Filmemacherin Gitta Gsell ("Propellerblume") erzählt in ihrem Dokumentarfilm die Geschichte dieses urwüchsigen, archaisch anmutenden Tanzes, der heute in immer neuen Mischformen weiterlebt. Gsell hat sich auf Spurensuche begeben und ist dabei Schweizer Tänzerinnen und Tänzern begegnet, die ihre Leidenschaft fürs sogenannte Bodentelegramm, dem tanzenden Klopfen und Stampfen auf den Boden, mit großer Freude und Energie vermitteln.

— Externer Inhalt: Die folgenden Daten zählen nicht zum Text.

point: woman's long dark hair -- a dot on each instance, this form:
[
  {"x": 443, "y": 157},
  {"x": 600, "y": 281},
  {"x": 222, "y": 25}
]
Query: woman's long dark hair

Die grosse Spannbreite reicht von den jungen, sympathischen Toggenburger und Innerschweizer Bödelern über die international renommierten Bieler Stepptänzer von Lukas Weiss, die Aargauer Aficionada des Irish Dance Sabrina Wüst sowie der künstlerischen, musikalischen Abwandlung des Flamenco der Berner Tänzerin Ania Losinger.